Sin embargo, cuando la puerta se abrió, una enorme figura de orejas puntiagudas, piel castaña, ojos enormes y colmillos prominentes emergió de las sombras. La niña solo se quedó ahí, de pie, asombrada ante la presencia de aquél monstruoso ser listo para destruir lo que estuviera a su paso.

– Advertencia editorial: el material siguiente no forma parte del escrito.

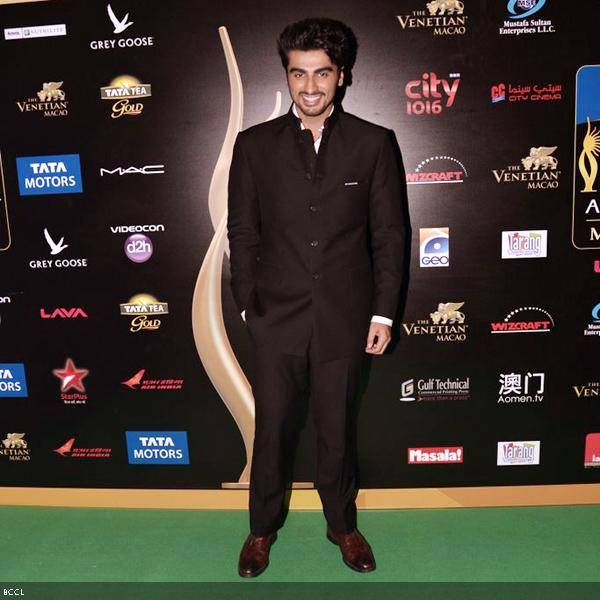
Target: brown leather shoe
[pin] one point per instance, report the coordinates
(356, 552)
(254, 556)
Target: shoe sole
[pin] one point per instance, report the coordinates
(347, 563)
(257, 573)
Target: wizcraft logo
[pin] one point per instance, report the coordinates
(518, 22)
(123, 89)
(431, 95)
(50, 174)
(120, 25)
(442, 17)
(447, 324)
(544, 323)
(50, 102)
(538, 170)
(449, 170)
(516, 388)
(525, 244)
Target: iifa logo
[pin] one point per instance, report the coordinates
(12, 380)
(52, 174)
(157, 447)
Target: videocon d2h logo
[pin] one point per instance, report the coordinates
(585, 224)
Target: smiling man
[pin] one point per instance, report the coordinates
(316, 234)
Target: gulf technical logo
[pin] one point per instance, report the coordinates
(119, 23)
(121, 91)
(539, 170)
(437, 169)
(15, 447)
(434, 389)
(518, 22)
(434, 248)
(49, 174)
(157, 447)
(516, 321)
(142, 307)
(521, 388)
(446, 324)
(51, 101)
(441, 17)
(13, 383)
(431, 95)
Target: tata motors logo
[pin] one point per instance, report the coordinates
(440, 455)
(431, 94)
(157, 447)
(441, 17)
(12, 380)
(121, 91)
(525, 244)
(518, 453)
(434, 248)
(51, 174)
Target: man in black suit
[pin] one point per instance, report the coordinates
(316, 234)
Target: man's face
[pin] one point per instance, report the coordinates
(312, 80)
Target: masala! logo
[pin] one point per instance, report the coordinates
(121, 90)
(442, 17)
(539, 170)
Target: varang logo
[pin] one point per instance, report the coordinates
(437, 169)
(526, 93)
(592, 450)
(538, 170)
(63, 313)
(431, 95)
(516, 388)
(440, 455)
(442, 17)
(540, 321)
(50, 102)
(447, 324)
(121, 90)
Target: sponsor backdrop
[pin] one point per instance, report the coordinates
(123, 359)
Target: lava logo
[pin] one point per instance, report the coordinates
(434, 247)
(51, 174)
(157, 447)
(430, 94)
(12, 380)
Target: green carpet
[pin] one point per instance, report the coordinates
(470, 545)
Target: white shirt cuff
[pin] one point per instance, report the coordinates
(384, 320)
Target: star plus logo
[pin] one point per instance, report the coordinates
(71, 377)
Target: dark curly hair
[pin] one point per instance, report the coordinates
(334, 37)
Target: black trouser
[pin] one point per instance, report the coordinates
(278, 383)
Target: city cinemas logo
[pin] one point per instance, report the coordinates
(51, 101)
(440, 455)
(157, 447)
(13, 383)
(434, 247)
(434, 389)
(525, 244)
(121, 91)
(50, 174)
(441, 17)
(585, 225)
(437, 169)
(516, 388)
(539, 321)
(539, 170)
(518, 22)
(526, 93)
(518, 453)
(120, 22)
(446, 324)
(431, 95)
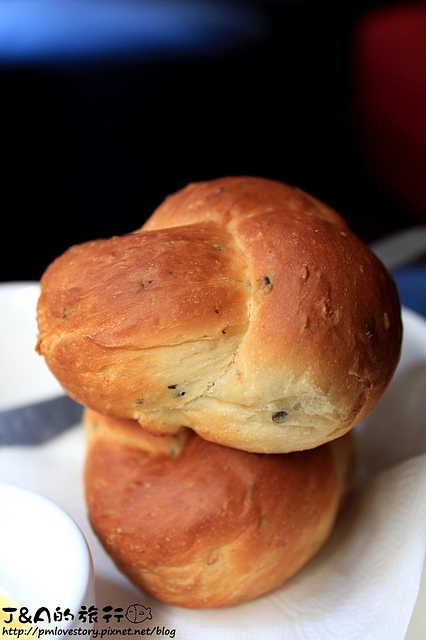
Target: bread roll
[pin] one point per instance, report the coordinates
(200, 525)
(244, 309)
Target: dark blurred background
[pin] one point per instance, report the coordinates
(97, 129)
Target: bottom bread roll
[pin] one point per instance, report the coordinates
(200, 525)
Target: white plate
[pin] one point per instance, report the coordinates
(363, 584)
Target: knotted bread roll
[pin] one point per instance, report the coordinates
(199, 525)
(243, 309)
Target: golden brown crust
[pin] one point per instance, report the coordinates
(244, 309)
(200, 525)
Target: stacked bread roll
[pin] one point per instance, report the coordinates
(224, 352)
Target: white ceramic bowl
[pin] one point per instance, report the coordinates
(44, 561)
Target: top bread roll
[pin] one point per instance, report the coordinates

Parecía que alguna tragedia estaba a punto de producirse cuando el monstruo miró a la pequeña, pero en su lugar simplemente extendió su mano... Y le dio el papel de baño.
-Gracias, papi -respondió la niña con una inocente sonrisa mientras entraba al baño.
El monstruo, un hombre lobo, esperó a que la niña saliera del baño para escoltarla de vuelta a su habitación. Durante la espera, sacó una lista de quehaceres y empezó a palomear el itinerario de la noche:
- Recorrer el perímetro: LISTO.
- Asustar a potenciales ladrones: LISTO.
- Asustar al vecino que escucha música ruidosa (¿le llaman...? No sé, pero se escucha horrible) a las tres de la mañana; perseguirlo por toda su casa, destrozar su jardín, y de paso robarme su colección de lujo de Juego de Tronos: LISTO.